How concerned should we be? On the political side Republicans are clearly concerned. Perception, in politics, is reality. It doesn’t really matter how badly the Trump administration’s trade policies might or might not be hurting farmers. If voters accept a perception of harm as true the ramifications at the ballot box will be very, very real.
That the powerful House Ways and Means Committee has scheduled a hearing on the impact of trade tariff’s on American agriculture is evidence in support of the political risks for Republicans.
But what about the reality of the situation outside of the political bubble?
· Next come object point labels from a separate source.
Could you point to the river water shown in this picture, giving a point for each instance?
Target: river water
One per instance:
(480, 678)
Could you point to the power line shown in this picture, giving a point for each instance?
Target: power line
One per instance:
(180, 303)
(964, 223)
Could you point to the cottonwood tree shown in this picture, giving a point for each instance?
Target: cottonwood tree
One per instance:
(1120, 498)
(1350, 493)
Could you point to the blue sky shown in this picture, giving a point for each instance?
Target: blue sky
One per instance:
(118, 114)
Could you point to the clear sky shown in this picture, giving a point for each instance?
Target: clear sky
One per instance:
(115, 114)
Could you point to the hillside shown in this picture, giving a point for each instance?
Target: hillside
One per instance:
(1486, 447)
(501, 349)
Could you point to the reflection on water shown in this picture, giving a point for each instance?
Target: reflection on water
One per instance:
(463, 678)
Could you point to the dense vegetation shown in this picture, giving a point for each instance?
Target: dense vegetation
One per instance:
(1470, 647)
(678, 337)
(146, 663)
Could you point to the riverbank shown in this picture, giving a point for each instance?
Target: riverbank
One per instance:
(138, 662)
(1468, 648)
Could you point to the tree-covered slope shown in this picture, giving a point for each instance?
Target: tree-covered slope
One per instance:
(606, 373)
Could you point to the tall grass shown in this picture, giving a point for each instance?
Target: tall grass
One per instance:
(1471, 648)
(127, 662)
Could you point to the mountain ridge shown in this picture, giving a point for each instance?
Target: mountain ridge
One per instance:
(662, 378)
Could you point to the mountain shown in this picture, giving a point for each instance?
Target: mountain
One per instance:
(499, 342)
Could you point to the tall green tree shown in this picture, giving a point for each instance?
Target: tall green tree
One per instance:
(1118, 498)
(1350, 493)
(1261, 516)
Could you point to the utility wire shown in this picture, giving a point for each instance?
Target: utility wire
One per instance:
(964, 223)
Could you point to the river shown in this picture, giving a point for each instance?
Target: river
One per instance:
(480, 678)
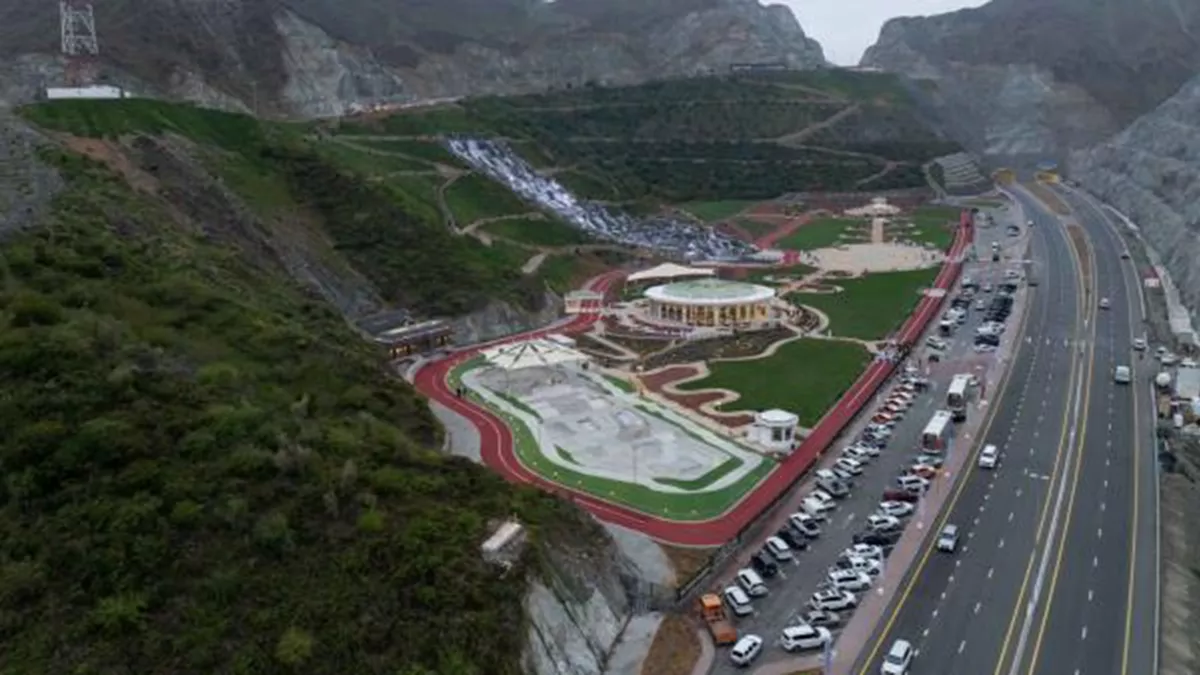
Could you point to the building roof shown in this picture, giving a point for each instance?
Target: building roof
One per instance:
(713, 292)
(532, 353)
(670, 270)
(1187, 382)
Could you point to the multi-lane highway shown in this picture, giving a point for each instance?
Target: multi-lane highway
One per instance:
(1099, 613)
(955, 608)
(1057, 575)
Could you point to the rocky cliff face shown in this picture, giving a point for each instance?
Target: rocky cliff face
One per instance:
(1030, 79)
(322, 58)
(1151, 172)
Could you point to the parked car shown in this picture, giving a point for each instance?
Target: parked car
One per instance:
(804, 524)
(804, 637)
(897, 508)
(793, 541)
(948, 541)
(915, 484)
(850, 580)
(738, 601)
(745, 650)
(763, 565)
(833, 599)
(779, 549)
(821, 617)
(900, 495)
(898, 658)
(751, 583)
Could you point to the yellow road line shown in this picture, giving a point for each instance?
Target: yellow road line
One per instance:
(1074, 483)
(1080, 309)
(958, 491)
(1137, 478)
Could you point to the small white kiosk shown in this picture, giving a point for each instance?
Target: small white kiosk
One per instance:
(774, 430)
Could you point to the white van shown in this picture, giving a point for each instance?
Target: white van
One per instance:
(1121, 376)
(751, 583)
(815, 508)
(738, 601)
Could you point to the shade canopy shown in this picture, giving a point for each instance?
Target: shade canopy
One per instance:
(532, 353)
(670, 270)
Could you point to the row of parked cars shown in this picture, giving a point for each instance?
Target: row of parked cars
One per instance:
(858, 566)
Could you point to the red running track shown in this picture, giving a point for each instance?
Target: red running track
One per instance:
(496, 441)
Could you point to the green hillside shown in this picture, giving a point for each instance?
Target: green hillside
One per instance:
(205, 470)
(714, 138)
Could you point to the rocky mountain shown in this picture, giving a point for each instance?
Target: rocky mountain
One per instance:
(1151, 172)
(321, 58)
(1032, 79)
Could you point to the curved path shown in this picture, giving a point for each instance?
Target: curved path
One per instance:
(497, 448)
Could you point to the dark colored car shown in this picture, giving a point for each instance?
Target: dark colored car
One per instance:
(793, 541)
(897, 495)
(763, 565)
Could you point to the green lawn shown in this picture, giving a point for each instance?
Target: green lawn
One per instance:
(870, 306)
(473, 197)
(537, 232)
(791, 272)
(823, 233)
(712, 211)
(804, 376)
(697, 506)
(755, 227)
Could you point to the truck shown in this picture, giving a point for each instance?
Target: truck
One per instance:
(936, 437)
(958, 394)
(719, 625)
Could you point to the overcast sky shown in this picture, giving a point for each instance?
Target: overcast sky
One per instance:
(845, 28)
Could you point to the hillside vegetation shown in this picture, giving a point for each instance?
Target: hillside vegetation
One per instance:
(745, 137)
(205, 470)
(384, 220)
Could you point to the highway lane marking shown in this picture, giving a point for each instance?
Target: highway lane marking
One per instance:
(1059, 455)
(1071, 503)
Perception can be reality in the commodity markets as well, but I think there’s something everyone is missing.
Ag Week writer Mikkel Pates suggests that, during this trade war, “China will simply get the rest [of their soybeans] from Brazil or Argentina.”
“Farmers in Trump country will become residual suppliers to China,” he adds.
Ok, but you can’t talk about the ramifications of China shifting their soybean buys to other country without following that thread all the way through.
If China buys up more of Brazil’s soybean output, where do the people who were buying that supply go?
Maybe to the American market? That seems to be the case according to this CNBC article from May:
Chinese cancellations of U.S. soybean orders for the week ended April 26 resulted in a decline of 133,700 metric tons in net sales to China, USDA Foreign Agricultural Service data showed Thursday.
But 66,000 metric tons of those soybeans were sent to Vietnam instead, the data showed.
Meanwhile, the U.S. sold 82,700 metric tons of soybeans in new sales to Mexico, 68,800 to Taiwan, 60,000 to Argentina and 52,600 to the Netherlands. Although Argentina is the third-largest exporter of soybeans, a severe drought has reduced production by 7 million tons to 40 million, according to USDA estimates.
“That just goes to show we’re not dependent on China for soybean exports,” said Michael Stumo, head of Coalition for a Prosperous America, a nonprofit representing the interests of those in manufacturing, agriculture and labor unions.
There is no question that the trade war with China is hurting the soybean markets. Prices are down, no doubt due to the political uncertainty around this situation, and that’s going to hurt. It’s also probably not a permanent situation as the markets stabilize and adjust to a new normal.
There is widespread, bipartisan agreement that the U.S. needed to get tough with China on trade. I’m not sure how that was going to happen without creating at least some short-term turbulence in the markets.
Democrats want voters to buy into a very shallow analysis of this situation because that’s political advantageous for them.